Like I was welcome someplace. Like I was home.

So, okay. That leaves the Uighur. Maybe he really is some kind of major terrorist. Which would mean my helping the Suits find him is the right, moral, patriotic thing to do.

Ha-ha.

Or I could just tell the Suits about the Game. Hey, look, guys! Terrorist sympathizers hatching their plots through PlayStations! That would be enough, wouldn’t it? Enough to take care of me and my family, and fuck everyone else.

After I finish my latte, I walk over to the train station. I can’t help it. The thought that there’s this place with trains getting the fuck out of town every few minutes attracts me like some kind of drug. I walk into the main lobby, into the hordes of people going here and there, riding the escalators up and down, the migrants from the countryside clutching their cardboard suitcases and faded striped shopping bags, the giggling students sharing iPod earbuds and ringtones, the middle-class Beijingers in their Polo shirts and fake Prada, the PA announcing arrivals and departures, all punctuated by the red diode signboards blinking destinations, and I think: how far away could I get? Is there someplace I could go where they can’t find me?

How did they find me? Can they find me when my phone is off? Can they track my e-mail to whatever Internet bar I happen to log in at? Or was it from using the ATM, from getting money out of my U.S. account?

Or maybe it’s something more low-tech. Like Harrison Wang works for them, and he told them I was at his place, and they followed me from there.

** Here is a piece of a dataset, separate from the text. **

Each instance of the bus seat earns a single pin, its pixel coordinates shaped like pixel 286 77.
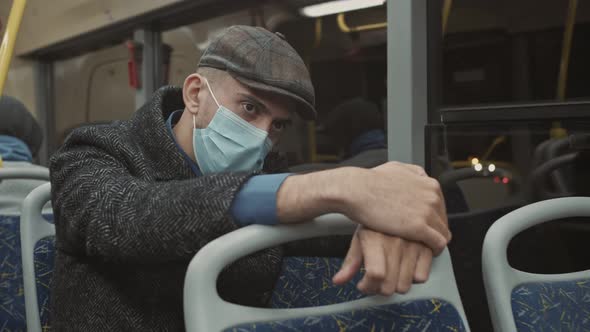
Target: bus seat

I stare at the red diode signboards above the escalators to the second floor. I just missed a train to Harbin. Too bad. Harbin is pretty far away. In three hours, I could catch a train to Xiamen. People tell me Xiamen is nice. Warm. It has a beach. That’s tempting. Here’s another going to Inner Mongolia. Could I get to Outer Mongolia from there? That might be far enough.

Here’s a train to Taiyuan, in Shanxi, leaving in thirty-eight minutes.

Taiyuan, I think. Chuckie’s family lives around there.

Chuckie, with his seventh-level Qi sword. His hacking skills. Chuckie, who’s played The Sword of Ill Repute way longer than I have.

Maybe he’s not part of the Great Community, but who better than Chuckie to help me get Little Mountain Tiger back in the Game?

I watch the red letters on the signboard shuffle and reassemble. Train to Nanjing in an hour. One to Lanzhou in two.

I think: maybe Chuckie won’t help me. I think: even if he does, maybe I won’t get anything more from the Game than I already have, which adds up to pretty much nothing.

But what else am I going to do? Stumble around Beijing for a couple days? Wait for the Suits to pick me up in some random Starbucks?

Right now, the Game is all I’ve got.

And leaving town in thirty-eight minutes sounds good.